Junto con Pamela, la secretaria, habían elegido cuidadosamente a los que afirmaban ser solteros, menores de cuarenta y que, según la foto, eran guapos.

—Me tomé el trabajo de llamarlos, ya están elegidos según los criterios de búsqueda. Ninguno es casado, la mayoría tiene algún estudio decente, son jóvenes y de aquí, de Detroit.

—¿Los citaste?

—Sí, estarán llegando a partir de las nueve de la mañana.

—Edna, son las 8:30. ¡Podías habérmelo dicho antes!

—Te lo estoy diciendo.

—¿Cómo me veo?

—Aceptable.

—Edna…

—Odio esa peluca roja. Tú no eres pelirroja, eres rubia.

—Para mi mal.

—Tonta. Además de rubia, tonta. 

—He aparecido un par de veces en las noticias de sociedad; a pesar de que evito a los periodistas, eso ha sido inevitable. No quiero que alguien sepa que soy Allegra Whitehurst, la famosa heredera incapaz de conseguir un novio por el medio habitual. Sería un escándalo, y la junta directiva de la Chystal me acabaría. No, gracias.

—Eres la socia mayoritaria, no pueden acabar contigo o acabarían con la gallina de los huevos de oro.

—Aun así, prefiero evitar problemas –Se detuvo cuando escuchó el timbre—. Ese debe ser uno de los aspirantes.

—Ya me meto en mi rol de secretaria. 

—Recuerda la llamada del Señor Thormockton a los cinco minutos.

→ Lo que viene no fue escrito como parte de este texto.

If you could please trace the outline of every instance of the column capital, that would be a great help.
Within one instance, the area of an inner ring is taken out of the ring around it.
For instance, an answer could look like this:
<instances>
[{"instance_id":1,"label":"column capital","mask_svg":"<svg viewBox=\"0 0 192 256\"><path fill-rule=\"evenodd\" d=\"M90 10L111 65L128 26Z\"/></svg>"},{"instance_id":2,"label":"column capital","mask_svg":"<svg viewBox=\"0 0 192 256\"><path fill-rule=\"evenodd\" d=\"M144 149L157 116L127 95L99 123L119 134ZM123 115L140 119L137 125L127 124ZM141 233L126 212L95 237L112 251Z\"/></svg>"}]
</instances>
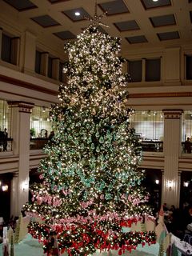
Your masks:
<instances>
[{"instance_id":1,"label":"column capital","mask_svg":"<svg viewBox=\"0 0 192 256\"><path fill-rule=\"evenodd\" d=\"M34 106L34 103L26 102L14 101L7 102L7 103L9 105L9 107L18 107L19 112L30 114L32 112L32 109Z\"/></svg>"},{"instance_id":2,"label":"column capital","mask_svg":"<svg viewBox=\"0 0 192 256\"><path fill-rule=\"evenodd\" d=\"M179 119L183 110L162 110L165 118Z\"/></svg>"}]
</instances>

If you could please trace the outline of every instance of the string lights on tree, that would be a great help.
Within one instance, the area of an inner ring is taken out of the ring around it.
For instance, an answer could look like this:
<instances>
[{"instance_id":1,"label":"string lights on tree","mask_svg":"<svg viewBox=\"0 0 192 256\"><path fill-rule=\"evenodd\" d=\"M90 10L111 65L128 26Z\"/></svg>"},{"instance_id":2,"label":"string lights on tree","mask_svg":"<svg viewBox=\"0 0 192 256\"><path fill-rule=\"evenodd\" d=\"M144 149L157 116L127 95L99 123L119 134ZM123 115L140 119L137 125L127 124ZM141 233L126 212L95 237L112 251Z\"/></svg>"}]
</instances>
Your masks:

—No te preocupes, no estarás demasiado tiempo a solas con esos. Si quieres hago subir a Boinet—. Allegra asintió inmediatamente. Boinet era el chofer y guardaespaldas de Allegra. Un cincuentón que negaba a toda costa el haber trabajado para la Interpol, calvo y malencarado, pero que adoraba a Allegra.

Dio unos pasos y miró en derredor la oficina improvisada. Apenas habían puesto un escritorio y unas cuantas sillas. Un cuadro aquí y allí, una maceta y cortinas para el ventanal. Si fuera ella, sospecharía de tanta clandestinidad, pero estaba entrevistando a desesperados, que seguramente no se fijarían demasiado en la falta de detalles y su peluca roja.

Se había cumplido el plazo y no había conseguido a nadie que pudiera ser presentado ante Thomas como su novio, así que había recurrido al juego sucio. ¿Por qué tendría ella que jugar limpio ante alguien como él? Primero muerta que perder. 

El día anterior había entrevistado a un par de hombres, pero uno la miraba con demasiada lascivia y otro tenía los dientes amarillos de fumar. De ninguna manera Thomas se creería que ese era su novio. Podría haber contratado a un modelo y zanjar el asunto, pero ese modelo la usaría para ganar fama, y tendría que salir más seguido en los diarios y noticieros, además, ante todo, necesitaba confidencialidad.

Alguien tocaba a la puerta. Se giró y vio a un hombre alto y de cabello castaño oscuro con los nudillos aún sobre la puerta de madera.

—Buenos días. Siga –dijo ella cordial.

—Gracias.

El hombre traía en su mano una carpeta, debía ser su CV, así que extendió la mano y él se la pasó.

—Duncan Richman. Cuéntame –buscó en su mente las preguntas que tenía en su lista mientras se sentaba en su silla de respaldo alto y él hacía lo mismo. Lo miró a los ojos, pero el hombre simplemente esperaba a que ella hablara. Eso la desconcertó. Siempre todos estaban ansiosos por decir algo brillante ante ella y quedar como Aristóteles, o mínimo, como Murphy— Te parecerá un poco extraña mi solicitud, pero verás, es un asunto urgente, y necesito, ante todo, confidencialidad.

—Bueno, me sorprendió un poco la urgencia de la cita, pero acerca de la confidencialidad, todo contrato tiene esa cláusula. No es nada del otro mundo.